On 3 Nov 2010, at 16:35, Peter Gronbech wrote:
> Kashif has noticed that the WMS's in the UK are not working very well.
>
> See Steve Lloyds page: http://pprc.qmul.ac.uk/~lloyd/gridpp/rbtest.html
>
> It looks like they may all be overloaded, this is affecting the jobs he submits from gridppnagios. This means that the status information for some sites is old, (Waiting for a successful job run), and consequently could adversely affect availability and reliability figures.
>
> Does anybody know why the WMSs are over loaded? Presumably this is affecting all grid job submission not just our monitoring jobs.
It's not nessecerily the WMSen that are the problem here.
A monitoring job has to hit a worker node, before it complete's successfully. If all the CE's are full (like we are), then it's going to have to queue; irrespective of the WMS. (Certianly, one of our WMS's - svr022 looks perfectly calm; the other only moderatly busy).

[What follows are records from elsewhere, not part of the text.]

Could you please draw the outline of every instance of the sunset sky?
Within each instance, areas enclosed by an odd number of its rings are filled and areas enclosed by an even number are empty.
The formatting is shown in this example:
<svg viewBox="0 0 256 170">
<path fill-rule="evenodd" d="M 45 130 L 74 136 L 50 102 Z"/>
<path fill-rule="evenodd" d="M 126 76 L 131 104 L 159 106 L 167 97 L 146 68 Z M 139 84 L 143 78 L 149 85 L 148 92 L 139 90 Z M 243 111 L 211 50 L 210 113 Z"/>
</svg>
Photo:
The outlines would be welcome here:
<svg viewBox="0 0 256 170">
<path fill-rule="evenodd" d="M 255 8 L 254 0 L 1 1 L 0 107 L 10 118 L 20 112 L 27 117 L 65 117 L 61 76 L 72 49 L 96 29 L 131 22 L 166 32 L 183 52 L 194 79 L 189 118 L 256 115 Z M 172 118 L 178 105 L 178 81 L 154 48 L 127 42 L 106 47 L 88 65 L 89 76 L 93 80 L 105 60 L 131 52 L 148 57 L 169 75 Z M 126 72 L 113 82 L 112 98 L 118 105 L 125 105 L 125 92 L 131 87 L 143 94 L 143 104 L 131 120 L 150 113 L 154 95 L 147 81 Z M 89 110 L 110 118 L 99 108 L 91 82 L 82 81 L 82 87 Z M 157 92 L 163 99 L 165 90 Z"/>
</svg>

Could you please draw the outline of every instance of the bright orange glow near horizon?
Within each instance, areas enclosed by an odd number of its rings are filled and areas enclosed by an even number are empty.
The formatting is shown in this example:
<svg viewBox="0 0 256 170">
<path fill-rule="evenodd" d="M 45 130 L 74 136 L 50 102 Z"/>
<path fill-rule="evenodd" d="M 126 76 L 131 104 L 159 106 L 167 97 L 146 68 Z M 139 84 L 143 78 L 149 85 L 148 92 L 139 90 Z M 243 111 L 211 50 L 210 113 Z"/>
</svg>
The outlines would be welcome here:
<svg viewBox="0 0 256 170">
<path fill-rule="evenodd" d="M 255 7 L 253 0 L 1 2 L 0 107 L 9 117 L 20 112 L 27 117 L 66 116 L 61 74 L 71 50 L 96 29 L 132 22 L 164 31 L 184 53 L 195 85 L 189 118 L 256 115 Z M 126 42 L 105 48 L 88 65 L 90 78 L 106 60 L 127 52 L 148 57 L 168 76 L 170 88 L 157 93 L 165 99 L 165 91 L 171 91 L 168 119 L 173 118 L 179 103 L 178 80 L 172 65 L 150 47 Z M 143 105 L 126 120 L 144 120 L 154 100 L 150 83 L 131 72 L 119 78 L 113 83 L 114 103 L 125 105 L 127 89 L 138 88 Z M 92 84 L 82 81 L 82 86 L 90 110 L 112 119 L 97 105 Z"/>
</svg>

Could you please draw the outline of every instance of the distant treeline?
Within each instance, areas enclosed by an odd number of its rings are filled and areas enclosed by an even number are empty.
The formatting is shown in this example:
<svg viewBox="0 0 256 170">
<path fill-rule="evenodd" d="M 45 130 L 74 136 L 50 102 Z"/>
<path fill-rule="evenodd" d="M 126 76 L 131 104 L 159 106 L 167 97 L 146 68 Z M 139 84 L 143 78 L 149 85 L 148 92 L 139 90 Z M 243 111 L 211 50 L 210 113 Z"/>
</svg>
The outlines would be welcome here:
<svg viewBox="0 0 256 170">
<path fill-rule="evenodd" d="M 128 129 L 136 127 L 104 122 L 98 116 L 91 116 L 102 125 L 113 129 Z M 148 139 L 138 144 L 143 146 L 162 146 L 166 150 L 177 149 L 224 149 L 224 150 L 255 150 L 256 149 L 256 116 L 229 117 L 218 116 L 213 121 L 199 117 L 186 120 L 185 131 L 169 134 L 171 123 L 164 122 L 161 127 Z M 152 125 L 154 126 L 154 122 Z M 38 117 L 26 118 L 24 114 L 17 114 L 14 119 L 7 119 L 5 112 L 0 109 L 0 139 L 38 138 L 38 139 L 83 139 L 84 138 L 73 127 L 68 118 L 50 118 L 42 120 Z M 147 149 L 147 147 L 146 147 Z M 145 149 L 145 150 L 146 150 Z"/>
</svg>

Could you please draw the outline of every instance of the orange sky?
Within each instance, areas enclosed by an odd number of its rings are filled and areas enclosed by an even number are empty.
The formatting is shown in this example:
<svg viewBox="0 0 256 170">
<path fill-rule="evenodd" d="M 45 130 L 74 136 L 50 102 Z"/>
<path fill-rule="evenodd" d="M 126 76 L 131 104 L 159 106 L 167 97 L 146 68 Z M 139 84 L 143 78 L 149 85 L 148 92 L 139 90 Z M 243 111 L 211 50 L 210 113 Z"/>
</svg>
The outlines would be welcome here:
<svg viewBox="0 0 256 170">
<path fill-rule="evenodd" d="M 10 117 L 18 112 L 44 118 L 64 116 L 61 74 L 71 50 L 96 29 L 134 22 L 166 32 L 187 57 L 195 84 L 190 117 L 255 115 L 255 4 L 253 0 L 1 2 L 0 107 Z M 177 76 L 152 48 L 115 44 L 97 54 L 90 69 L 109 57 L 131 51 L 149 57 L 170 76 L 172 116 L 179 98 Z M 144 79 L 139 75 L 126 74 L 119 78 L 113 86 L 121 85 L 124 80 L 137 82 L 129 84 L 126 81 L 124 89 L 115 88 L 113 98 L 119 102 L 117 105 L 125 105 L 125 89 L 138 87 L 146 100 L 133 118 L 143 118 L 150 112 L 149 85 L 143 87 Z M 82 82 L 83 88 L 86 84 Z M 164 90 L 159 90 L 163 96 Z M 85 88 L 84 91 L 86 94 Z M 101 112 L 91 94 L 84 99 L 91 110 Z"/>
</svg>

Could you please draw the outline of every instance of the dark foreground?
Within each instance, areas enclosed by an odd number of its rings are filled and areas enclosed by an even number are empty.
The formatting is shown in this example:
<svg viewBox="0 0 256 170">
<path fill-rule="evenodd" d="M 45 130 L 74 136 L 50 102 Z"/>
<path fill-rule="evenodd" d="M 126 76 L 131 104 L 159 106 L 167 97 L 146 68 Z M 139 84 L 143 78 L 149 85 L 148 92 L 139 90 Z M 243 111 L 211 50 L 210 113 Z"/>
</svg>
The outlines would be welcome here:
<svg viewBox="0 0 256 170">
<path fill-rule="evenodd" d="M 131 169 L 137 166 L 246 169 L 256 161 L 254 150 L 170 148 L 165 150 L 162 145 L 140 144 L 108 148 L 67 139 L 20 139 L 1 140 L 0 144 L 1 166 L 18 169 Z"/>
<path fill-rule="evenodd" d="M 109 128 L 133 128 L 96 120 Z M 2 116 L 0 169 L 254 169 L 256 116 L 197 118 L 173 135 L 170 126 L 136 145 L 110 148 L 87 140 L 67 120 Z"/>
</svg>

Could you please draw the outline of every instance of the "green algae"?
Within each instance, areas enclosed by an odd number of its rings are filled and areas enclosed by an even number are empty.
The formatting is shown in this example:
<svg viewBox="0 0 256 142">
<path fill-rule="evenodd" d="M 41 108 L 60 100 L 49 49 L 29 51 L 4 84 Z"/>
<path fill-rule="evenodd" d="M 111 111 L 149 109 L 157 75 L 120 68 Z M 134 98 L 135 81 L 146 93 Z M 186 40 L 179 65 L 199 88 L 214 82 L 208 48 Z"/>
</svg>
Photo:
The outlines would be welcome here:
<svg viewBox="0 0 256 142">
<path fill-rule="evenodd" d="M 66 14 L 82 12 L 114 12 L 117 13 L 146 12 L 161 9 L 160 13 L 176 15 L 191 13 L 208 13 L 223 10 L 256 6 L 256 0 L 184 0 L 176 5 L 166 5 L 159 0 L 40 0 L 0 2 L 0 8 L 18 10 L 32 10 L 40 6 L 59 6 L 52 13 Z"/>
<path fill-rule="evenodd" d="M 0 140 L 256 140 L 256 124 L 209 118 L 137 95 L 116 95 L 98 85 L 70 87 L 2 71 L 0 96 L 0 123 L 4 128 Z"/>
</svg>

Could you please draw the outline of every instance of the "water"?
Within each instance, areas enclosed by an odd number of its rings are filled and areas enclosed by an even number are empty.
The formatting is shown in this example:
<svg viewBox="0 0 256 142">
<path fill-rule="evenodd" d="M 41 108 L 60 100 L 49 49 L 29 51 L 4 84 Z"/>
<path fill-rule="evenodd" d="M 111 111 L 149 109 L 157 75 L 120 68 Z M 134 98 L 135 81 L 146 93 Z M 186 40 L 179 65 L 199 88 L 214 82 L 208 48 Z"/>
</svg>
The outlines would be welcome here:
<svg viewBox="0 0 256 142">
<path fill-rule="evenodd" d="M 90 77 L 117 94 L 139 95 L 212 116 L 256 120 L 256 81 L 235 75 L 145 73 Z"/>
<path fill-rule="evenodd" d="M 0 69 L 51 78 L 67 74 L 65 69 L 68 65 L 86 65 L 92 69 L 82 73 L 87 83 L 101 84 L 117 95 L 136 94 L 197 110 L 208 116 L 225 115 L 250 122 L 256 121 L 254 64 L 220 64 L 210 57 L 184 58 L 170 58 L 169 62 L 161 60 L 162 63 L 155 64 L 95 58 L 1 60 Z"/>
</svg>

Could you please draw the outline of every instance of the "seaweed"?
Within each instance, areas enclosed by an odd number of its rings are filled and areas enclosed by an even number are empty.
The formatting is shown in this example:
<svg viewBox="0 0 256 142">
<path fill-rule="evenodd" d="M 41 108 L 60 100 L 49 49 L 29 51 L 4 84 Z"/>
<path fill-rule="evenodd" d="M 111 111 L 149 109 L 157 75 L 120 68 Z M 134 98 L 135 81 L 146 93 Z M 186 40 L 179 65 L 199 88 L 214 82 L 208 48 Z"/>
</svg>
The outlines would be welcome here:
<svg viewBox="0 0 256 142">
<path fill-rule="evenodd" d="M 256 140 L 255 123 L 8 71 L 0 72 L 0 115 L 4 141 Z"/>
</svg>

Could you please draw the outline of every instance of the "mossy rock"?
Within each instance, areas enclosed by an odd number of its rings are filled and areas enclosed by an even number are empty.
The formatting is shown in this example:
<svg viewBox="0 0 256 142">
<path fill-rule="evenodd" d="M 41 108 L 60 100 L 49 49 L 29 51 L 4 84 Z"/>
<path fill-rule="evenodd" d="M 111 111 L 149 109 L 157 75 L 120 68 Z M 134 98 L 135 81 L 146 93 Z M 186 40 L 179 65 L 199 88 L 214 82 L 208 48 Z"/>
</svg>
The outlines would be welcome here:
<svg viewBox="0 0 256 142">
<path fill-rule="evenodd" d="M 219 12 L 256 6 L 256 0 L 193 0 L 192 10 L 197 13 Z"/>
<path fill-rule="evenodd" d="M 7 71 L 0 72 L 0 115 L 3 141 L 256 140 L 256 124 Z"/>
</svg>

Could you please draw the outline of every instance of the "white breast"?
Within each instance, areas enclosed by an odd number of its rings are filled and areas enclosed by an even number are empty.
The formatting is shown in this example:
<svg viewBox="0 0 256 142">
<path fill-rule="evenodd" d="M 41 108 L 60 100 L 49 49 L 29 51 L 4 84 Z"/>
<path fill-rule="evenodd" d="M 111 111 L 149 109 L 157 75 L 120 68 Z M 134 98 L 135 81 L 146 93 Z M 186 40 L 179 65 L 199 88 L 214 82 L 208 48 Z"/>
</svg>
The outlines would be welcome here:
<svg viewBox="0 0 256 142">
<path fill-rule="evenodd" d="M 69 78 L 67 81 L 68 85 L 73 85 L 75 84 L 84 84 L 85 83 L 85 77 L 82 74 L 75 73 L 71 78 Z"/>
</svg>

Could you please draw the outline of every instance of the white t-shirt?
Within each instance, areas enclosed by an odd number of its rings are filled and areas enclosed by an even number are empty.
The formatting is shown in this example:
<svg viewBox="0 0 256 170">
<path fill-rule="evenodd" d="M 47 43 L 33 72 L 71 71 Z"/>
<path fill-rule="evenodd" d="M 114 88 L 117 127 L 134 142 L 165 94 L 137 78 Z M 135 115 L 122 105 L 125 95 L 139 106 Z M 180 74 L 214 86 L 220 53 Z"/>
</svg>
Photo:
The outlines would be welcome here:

The root problem is that the test _doesn't_ test the WMS only - it (by it's very nature) has to be an end-to-end test.
The only real way I can think of to alleviate that issue would be to have a CE and a worker node somewhere that was reserved for these tests; to guarantee fast response. (Also: LCG-CE's have about a 15 minute latency - CREAM is a lot better in this respect).
|